Calling a PHP webservice from .NET

It happened that I had to call a webservice implemented in PHP from a .NET client via a standard SOAP interface, however it turned out again that Simple Object Access Protocol is not so simple in the real world.

The client received a 400 Bad Request response status from the server which itself, without any more details, didn’t help much to find the real problem. The Apache webserver log contained an Invalid URI in request entry, but that didn’t bring me closer to the solution either.

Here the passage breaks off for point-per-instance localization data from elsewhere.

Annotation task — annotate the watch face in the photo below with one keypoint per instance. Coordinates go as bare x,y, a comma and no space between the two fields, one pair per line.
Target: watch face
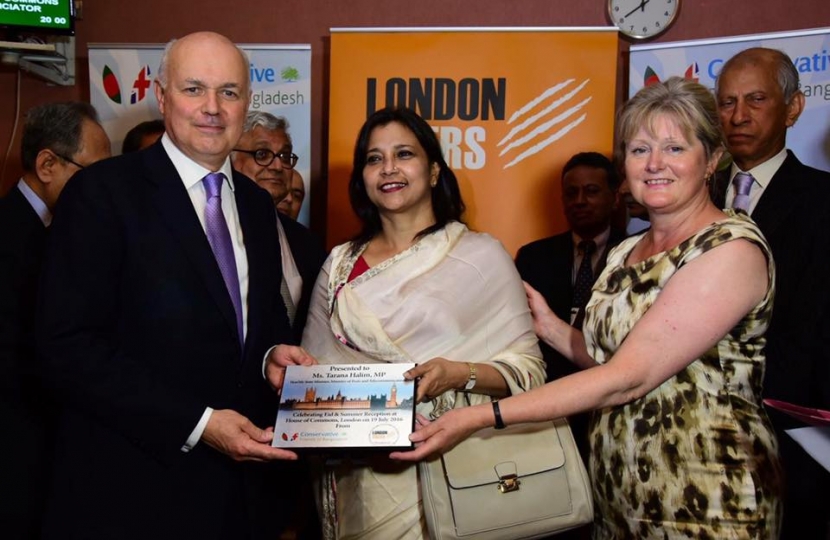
642,19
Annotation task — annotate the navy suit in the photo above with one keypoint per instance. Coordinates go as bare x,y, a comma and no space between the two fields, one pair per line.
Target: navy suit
309,256
25,412
794,215
137,335
547,266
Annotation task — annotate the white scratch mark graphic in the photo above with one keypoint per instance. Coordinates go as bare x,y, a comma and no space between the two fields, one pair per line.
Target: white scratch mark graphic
532,103
543,112
547,142
540,129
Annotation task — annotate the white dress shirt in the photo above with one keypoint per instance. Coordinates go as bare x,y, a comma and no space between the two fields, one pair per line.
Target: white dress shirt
762,174
601,240
192,174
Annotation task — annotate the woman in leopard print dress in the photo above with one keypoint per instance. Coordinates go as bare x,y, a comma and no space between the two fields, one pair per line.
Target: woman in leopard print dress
672,352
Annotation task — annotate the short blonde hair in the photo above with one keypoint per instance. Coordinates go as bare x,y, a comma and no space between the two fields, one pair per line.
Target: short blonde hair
689,104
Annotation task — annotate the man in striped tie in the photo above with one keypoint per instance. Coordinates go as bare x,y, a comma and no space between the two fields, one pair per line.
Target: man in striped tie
265,154
758,101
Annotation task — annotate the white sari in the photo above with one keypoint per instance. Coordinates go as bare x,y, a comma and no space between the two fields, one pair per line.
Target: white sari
454,294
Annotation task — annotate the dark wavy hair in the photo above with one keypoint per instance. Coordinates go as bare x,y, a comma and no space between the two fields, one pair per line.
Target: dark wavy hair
446,196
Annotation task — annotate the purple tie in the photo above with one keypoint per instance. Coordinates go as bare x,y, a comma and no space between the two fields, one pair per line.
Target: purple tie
220,242
742,183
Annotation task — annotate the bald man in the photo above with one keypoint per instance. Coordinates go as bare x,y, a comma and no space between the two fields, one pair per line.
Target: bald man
758,101
159,304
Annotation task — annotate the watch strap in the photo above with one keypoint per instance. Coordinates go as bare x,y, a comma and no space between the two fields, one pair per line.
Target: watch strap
471,381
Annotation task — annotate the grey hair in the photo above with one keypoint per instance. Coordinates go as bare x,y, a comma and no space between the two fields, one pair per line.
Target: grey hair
56,126
161,76
786,72
267,121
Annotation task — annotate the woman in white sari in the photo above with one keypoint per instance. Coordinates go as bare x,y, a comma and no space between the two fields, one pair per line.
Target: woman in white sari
415,286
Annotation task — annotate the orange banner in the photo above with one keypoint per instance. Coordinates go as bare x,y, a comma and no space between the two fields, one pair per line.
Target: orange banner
510,106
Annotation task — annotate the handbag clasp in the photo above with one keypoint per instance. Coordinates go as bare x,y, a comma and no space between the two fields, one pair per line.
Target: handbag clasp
508,481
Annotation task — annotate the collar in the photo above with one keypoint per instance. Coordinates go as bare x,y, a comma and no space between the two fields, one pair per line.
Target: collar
189,171
601,240
36,202
764,172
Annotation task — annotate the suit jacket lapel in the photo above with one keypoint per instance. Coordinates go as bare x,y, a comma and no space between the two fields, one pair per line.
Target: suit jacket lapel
174,204
718,188
779,198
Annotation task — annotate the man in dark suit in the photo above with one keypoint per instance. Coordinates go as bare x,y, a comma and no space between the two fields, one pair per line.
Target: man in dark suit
158,306
265,154
291,204
58,140
556,266
551,265
758,99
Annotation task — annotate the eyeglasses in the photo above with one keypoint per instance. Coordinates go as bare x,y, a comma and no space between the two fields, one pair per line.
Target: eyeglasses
265,157
73,162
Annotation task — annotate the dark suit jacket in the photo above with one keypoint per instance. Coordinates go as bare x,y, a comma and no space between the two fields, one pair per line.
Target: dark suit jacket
547,265
309,256
137,335
24,408
794,215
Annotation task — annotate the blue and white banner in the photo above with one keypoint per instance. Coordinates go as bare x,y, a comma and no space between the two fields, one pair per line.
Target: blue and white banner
121,76
702,61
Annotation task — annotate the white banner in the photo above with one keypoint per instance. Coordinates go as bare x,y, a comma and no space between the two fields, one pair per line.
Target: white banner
702,61
121,76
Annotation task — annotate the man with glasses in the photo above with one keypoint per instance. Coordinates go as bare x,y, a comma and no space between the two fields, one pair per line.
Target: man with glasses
58,140
265,154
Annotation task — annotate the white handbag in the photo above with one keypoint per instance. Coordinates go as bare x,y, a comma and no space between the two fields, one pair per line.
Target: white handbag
524,481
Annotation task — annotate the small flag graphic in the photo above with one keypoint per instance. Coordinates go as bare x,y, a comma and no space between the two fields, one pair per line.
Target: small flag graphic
650,77
111,87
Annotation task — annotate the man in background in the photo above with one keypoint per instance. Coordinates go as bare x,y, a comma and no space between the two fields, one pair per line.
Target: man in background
563,268
291,204
265,154
758,100
58,140
158,305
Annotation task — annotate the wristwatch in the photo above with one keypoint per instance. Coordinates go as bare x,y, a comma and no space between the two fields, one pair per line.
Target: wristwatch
471,381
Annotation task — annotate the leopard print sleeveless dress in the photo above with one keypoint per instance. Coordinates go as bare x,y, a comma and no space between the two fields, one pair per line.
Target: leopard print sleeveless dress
696,457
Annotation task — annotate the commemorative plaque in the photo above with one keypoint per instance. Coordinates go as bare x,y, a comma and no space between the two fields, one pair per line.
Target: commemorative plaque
345,406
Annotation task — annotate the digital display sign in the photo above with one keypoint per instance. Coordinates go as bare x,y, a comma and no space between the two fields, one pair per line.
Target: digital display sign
49,16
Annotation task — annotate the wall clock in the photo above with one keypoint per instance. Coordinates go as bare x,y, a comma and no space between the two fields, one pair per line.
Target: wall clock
643,19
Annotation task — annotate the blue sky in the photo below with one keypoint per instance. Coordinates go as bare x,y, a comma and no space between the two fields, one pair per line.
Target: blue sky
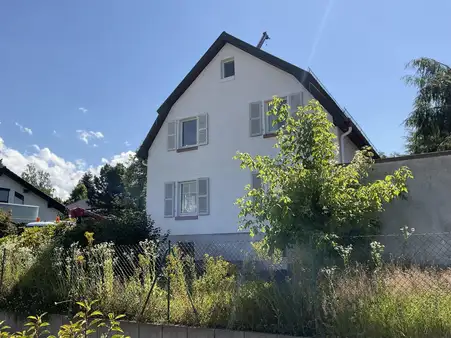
119,60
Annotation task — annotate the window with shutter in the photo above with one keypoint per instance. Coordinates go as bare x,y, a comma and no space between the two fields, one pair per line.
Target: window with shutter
256,181
203,197
255,118
169,200
202,131
295,102
272,127
172,135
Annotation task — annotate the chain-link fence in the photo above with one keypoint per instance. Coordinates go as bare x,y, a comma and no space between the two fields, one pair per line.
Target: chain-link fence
367,283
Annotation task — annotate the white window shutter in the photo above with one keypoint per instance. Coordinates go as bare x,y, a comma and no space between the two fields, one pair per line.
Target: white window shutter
255,118
172,135
203,189
169,199
296,101
202,129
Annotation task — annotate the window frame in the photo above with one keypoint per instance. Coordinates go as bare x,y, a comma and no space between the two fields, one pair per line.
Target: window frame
223,62
19,196
266,109
180,140
179,198
7,196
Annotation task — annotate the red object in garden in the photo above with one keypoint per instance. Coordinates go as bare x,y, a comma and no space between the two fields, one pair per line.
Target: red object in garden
79,212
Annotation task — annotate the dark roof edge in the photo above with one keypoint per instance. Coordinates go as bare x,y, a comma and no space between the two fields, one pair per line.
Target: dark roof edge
304,77
52,203
414,156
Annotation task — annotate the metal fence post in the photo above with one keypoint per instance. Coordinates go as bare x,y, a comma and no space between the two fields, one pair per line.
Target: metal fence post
169,285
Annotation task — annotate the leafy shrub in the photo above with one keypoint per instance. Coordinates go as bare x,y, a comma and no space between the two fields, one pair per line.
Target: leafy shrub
130,227
86,322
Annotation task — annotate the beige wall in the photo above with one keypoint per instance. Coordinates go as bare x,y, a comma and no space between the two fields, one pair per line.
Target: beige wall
427,208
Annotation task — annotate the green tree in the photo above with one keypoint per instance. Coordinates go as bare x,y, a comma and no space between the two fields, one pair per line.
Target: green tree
135,181
78,193
304,189
109,195
429,124
39,178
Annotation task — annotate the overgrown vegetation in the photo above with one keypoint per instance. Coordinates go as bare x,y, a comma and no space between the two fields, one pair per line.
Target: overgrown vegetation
371,300
306,191
85,323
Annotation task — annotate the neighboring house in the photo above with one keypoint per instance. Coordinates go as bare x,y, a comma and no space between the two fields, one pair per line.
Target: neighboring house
25,201
83,204
218,109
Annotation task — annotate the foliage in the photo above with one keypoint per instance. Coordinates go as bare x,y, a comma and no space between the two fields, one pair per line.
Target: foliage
109,193
39,178
305,190
429,124
117,187
129,227
80,192
135,181
390,301
86,322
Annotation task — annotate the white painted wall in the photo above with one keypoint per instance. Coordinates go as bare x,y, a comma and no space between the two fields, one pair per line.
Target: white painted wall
349,148
30,198
227,104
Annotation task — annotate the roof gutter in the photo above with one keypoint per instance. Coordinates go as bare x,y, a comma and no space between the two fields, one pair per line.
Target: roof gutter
342,144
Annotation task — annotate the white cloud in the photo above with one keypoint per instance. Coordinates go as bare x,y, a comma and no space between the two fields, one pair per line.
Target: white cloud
63,174
123,157
87,135
80,163
24,129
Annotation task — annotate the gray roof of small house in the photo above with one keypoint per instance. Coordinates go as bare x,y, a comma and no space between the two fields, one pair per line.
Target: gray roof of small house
51,202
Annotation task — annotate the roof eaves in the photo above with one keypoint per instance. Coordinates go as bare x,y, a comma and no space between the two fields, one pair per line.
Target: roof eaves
51,201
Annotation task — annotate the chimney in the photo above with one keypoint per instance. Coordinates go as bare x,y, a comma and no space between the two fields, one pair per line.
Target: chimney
265,37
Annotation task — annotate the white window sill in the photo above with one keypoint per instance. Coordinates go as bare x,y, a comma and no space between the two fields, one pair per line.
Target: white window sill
230,78
186,217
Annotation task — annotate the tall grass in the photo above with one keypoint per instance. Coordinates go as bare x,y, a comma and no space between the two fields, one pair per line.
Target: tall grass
356,301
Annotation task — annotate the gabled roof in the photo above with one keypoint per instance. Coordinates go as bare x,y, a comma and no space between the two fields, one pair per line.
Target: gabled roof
309,81
52,203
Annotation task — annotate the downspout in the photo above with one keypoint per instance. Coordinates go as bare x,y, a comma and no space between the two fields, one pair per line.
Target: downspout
342,144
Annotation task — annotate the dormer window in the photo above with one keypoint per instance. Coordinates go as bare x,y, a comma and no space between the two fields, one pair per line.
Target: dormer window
228,68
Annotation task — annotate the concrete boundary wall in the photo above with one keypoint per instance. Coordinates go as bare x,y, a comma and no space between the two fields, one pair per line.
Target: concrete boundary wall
141,330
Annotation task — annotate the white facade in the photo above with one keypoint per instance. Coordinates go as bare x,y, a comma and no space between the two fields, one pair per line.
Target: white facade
226,101
30,198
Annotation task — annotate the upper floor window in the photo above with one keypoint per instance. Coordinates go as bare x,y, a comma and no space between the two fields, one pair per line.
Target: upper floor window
262,123
188,198
227,68
18,198
4,195
188,133
272,127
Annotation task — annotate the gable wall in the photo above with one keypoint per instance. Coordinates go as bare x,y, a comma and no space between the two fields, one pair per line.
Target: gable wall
227,105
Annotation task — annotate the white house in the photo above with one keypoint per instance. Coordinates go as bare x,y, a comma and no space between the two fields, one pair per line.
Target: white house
25,201
217,109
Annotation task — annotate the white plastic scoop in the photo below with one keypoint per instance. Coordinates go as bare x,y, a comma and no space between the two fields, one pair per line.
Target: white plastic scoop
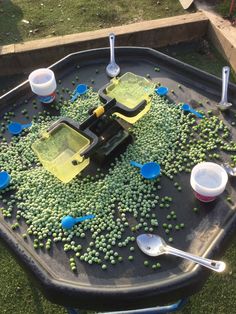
153,245
224,104
112,69
230,170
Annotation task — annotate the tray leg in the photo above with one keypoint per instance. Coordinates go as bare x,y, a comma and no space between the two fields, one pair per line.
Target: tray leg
153,310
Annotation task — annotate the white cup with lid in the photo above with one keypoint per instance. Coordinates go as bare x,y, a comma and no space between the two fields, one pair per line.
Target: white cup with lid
43,83
208,180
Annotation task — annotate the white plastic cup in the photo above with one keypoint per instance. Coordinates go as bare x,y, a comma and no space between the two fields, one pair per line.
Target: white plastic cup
208,180
43,83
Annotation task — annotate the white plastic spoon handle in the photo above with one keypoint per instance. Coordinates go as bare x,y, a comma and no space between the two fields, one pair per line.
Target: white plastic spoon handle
225,83
214,265
112,47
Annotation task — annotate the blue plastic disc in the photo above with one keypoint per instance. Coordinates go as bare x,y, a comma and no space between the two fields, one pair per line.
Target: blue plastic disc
67,222
4,179
162,90
81,89
151,170
15,128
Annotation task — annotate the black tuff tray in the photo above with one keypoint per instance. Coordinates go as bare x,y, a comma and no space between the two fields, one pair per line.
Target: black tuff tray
130,285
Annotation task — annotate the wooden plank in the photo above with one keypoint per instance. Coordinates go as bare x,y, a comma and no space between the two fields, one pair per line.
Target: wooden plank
156,33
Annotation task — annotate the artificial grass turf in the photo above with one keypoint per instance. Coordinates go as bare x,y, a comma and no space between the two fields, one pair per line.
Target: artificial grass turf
57,17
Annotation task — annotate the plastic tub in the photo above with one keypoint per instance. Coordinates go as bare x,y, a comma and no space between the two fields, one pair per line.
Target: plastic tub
130,90
43,83
59,152
208,180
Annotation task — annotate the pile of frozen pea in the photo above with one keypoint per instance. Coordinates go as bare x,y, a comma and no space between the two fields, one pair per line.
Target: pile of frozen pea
165,134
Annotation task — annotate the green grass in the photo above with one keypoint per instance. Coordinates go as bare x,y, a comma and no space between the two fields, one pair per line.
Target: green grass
73,16
211,62
19,296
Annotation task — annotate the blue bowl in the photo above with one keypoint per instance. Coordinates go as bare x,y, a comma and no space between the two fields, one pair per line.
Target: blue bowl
4,179
162,90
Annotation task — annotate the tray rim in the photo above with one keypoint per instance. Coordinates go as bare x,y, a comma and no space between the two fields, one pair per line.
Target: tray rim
198,275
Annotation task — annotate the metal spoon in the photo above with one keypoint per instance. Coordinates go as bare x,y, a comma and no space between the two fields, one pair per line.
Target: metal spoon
231,171
68,222
153,245
112,69
188,108
224,104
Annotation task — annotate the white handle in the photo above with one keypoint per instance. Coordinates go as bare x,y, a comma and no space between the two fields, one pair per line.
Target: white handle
225,83
214,265
112,47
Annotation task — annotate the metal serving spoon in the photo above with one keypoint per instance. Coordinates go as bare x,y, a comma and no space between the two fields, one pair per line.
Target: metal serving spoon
112,69
224,104
231,171
153,245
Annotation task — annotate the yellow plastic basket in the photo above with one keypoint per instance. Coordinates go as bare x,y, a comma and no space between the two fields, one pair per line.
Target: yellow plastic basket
59,152
130,90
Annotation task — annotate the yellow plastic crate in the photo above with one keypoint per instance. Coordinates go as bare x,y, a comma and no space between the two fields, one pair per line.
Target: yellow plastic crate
130,90
59,152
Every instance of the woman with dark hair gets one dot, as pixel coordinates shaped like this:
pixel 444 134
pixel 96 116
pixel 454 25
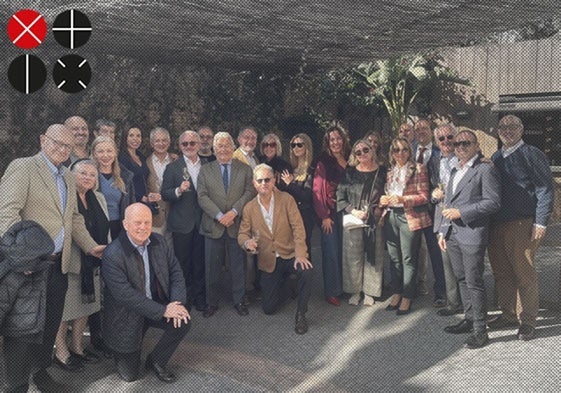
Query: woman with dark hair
pixel 329 170
pixel 132 158
pixel 271 152
pixel 358 195
pixel 298 181
pixel 406 199
pixel 83 294
pixel 115 183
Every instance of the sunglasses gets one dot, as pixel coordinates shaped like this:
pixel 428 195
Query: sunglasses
pixel 442 138
pixel 364 150
pixel 463 143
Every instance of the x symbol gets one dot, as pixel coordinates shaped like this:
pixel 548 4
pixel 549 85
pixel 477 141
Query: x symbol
pixel 26 29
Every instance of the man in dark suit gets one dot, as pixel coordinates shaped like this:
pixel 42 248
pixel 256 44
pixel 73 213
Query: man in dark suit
pixel 144 288
pixel 472 196
pixel 224 187
pixel 39 188
pixel 179 188
pixel 280 246
pixel 428 154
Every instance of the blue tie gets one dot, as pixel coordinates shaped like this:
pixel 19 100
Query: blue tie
pixel 225 178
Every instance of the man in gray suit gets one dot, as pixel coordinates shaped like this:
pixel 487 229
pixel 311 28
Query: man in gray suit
pixel 224 187
pixel 179 188
pixel 39 188
pixel 472 196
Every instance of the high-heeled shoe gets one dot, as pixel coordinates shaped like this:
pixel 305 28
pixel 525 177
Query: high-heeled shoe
pixel 391 307
pixel 406 311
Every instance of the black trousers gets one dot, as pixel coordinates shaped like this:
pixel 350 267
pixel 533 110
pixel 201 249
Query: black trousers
pixel 275 289
pixel 189 249
pixel 128 364
pixel 24 355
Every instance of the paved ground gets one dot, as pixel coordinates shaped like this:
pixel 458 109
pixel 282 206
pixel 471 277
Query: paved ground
pixel 363 349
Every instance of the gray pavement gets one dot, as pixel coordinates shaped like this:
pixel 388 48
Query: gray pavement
pixel 362 349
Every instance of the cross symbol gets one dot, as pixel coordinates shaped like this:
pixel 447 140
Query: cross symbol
pixel 72 29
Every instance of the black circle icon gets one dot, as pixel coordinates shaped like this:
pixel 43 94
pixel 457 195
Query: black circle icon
pixel 72 29
pixel 27 73
pixel 72 73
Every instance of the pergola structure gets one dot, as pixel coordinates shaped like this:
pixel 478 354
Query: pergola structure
pixel 286 34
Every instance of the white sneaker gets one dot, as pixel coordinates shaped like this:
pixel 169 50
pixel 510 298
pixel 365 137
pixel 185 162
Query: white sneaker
pixel 368 300
pixel 355 299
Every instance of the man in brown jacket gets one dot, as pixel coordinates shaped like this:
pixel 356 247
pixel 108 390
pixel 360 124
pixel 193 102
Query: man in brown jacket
pixel 272 227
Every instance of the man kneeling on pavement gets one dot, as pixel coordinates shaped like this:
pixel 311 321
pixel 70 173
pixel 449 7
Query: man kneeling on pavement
pixel 144 288
pixel 273 228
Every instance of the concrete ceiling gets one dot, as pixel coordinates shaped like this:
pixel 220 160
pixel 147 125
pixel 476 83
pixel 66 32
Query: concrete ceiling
pixel 285 34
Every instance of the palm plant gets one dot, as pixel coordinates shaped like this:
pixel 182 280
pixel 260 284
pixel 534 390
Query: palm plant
pixel 398 81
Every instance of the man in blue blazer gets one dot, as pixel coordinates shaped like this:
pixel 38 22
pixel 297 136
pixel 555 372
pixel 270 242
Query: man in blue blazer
pixel 428 154
pixel 179 188
pixel 473 194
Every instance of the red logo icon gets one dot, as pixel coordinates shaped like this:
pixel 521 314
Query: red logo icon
pixel 27 29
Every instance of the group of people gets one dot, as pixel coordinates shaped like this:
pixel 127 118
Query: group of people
pixel 136 241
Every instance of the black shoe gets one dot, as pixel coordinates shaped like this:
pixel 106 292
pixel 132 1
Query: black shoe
pixel 209 311
pixel 446 312
pixel 301 326
pixel 499 322
pixel 45 383
pixel 87 358
pixel 161 372
pixel 526 332
pixel 464 326
pixel 72 364
pixel 241 309
pixel 477 340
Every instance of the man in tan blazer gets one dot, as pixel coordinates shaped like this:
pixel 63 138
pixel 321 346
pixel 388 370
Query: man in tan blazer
pixel 273 228
pixel 39 188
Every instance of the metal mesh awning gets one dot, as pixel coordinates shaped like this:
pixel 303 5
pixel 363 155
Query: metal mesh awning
pixel 286 34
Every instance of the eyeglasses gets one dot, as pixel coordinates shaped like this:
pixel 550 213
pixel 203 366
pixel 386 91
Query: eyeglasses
pixel 463 143
pixel 364 150
pixel 442 138
pixel 59 144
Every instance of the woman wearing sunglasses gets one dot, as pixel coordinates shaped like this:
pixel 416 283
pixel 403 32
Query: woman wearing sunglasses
pixel 298 181
pixel 358 195
pixel 329 170
pixel 406 200
pixel 271 152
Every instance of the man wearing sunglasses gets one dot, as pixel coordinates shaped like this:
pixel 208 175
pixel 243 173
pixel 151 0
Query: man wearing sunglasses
pixel 427 153
pixel 281 247
pixel 444 137
pixel 472 196
pixel 518 229
pixel 179 188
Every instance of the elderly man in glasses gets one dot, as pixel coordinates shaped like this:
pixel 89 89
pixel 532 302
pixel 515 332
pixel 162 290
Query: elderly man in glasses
pixel 273 229
pixel 473 194
pixel 527 204
pixel 179 188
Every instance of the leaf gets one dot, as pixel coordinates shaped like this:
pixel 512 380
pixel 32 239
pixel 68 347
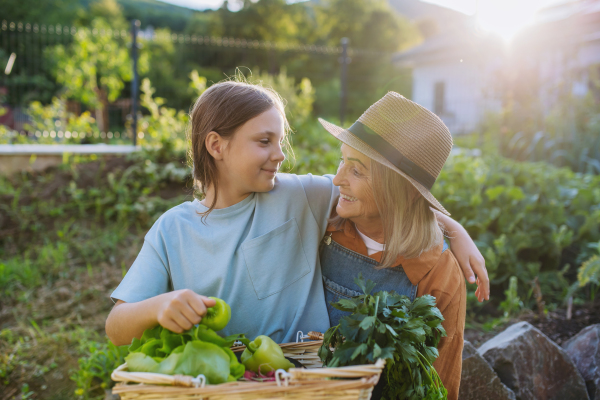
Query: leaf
pixel 140 362
pixel 376 351
pixel 367 323
pixel 361 349
pixel 391 330
pixel 151 346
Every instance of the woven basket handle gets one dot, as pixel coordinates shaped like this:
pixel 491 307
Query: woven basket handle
pixel 121 375
pixel 358 371
pixel 315 335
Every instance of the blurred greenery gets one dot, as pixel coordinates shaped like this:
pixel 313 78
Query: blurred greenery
pixel 563 131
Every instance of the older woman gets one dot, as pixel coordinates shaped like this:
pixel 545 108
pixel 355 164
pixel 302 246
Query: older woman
pixel 384 225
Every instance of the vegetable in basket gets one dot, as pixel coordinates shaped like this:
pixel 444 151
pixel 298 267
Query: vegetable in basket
pixel 218 316
pixel 389 326
pixel 199 350
pixel 263 355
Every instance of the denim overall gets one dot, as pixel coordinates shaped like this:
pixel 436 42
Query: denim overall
pixel 340 266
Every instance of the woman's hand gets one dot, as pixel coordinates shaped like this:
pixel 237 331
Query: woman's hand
pixel 468 256
pixel 182 309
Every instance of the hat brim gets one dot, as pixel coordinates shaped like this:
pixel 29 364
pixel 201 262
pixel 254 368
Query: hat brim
pixel 347 137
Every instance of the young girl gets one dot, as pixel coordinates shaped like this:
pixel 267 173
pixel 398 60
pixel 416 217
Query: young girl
pixel 252 241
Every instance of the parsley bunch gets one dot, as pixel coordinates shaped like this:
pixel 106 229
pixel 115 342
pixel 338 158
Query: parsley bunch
pixel 389 326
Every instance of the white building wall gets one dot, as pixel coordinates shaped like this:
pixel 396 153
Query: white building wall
pixel 468 94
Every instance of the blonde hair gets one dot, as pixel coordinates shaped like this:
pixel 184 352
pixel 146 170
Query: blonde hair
pixel 223 108
pixel 410 227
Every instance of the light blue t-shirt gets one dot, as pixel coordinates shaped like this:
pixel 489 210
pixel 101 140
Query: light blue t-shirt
pixel 259 255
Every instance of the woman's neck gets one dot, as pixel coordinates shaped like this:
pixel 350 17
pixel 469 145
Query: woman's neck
pixel 372 229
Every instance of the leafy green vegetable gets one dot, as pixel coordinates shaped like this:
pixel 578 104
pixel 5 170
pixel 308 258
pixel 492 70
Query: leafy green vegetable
pixel 389 326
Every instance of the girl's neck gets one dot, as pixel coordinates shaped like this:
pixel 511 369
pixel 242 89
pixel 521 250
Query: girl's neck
pixel 372 229
pixel 227 196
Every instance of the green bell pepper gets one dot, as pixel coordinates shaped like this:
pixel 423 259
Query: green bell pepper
pixel 217 317
pixel 265 355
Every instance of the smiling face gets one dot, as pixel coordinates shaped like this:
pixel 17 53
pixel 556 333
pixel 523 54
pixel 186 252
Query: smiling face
pixel 356 201
pixel 254 154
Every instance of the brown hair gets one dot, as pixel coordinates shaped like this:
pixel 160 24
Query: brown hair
pixel 223 108
pixel 409 225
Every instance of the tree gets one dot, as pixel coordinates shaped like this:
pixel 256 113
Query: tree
pixel 94 67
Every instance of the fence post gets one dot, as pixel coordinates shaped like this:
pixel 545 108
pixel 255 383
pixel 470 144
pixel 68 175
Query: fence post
pixel 135 25
pixel 344 60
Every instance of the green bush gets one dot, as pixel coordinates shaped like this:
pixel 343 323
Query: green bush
pixel 528 219
pixel 93 376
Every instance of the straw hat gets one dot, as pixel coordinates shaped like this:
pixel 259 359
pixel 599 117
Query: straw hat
pixel 403 136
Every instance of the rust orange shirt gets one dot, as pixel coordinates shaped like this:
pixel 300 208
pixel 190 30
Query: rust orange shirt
pixel 439 275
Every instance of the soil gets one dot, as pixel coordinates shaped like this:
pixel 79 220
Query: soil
pixel 555 325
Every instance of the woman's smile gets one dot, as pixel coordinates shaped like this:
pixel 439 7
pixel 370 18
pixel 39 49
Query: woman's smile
pixel 347 198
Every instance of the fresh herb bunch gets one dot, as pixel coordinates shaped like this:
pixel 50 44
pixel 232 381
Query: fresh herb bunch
pixel 389 326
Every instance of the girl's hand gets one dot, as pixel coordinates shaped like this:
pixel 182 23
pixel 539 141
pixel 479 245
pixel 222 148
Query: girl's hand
pixel 470 260
pixel 182 309
pixel 468 256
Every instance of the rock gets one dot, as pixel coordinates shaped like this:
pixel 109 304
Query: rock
pixel 583 350
pixel 532 365
pixel 478 380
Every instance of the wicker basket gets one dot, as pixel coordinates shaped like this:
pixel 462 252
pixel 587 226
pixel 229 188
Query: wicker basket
pixel 313 383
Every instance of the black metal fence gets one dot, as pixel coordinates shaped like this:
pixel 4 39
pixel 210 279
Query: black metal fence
pixel 346 80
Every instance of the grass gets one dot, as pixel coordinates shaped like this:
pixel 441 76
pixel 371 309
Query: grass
pixel 66 239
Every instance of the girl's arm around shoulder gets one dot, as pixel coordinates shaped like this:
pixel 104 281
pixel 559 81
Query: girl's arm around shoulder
pixel 450 290
pixel 467 254
pixel 177 311
pixel 446 282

As many times before, Fiddler helped. Diving into the HTTP traffic I noticed that the request contained an Expect: 100-continue header which was not handled by the webserver. This is a very interesting header, which allows the client to ask the server to evaluate the request headers before the client submits the request body (see RFC 2616 Section 8.2.3 for more details). In short this single header can drastically change the classic request-response sequence to something like this:

Client –> Server:

request headers
Expect: 100-Continue

Server –> Client:

HTTP/1.1 100 Continue
response headers

Client –> Server:

request body

Server –> Client:

HTTP/1.1 200 OK
response headers
response body

The .NET client always sends this header to minimize the network traffic, but it seems that not all servers tolerate it. You can use the Expect100Continue property of the ServicePointManager class to override this behavior:

ServicePointManager.Expect100Continue = false;

You may even have better performance this way, because the HttpWebRequest class by default waits 350 msec for the Continue response.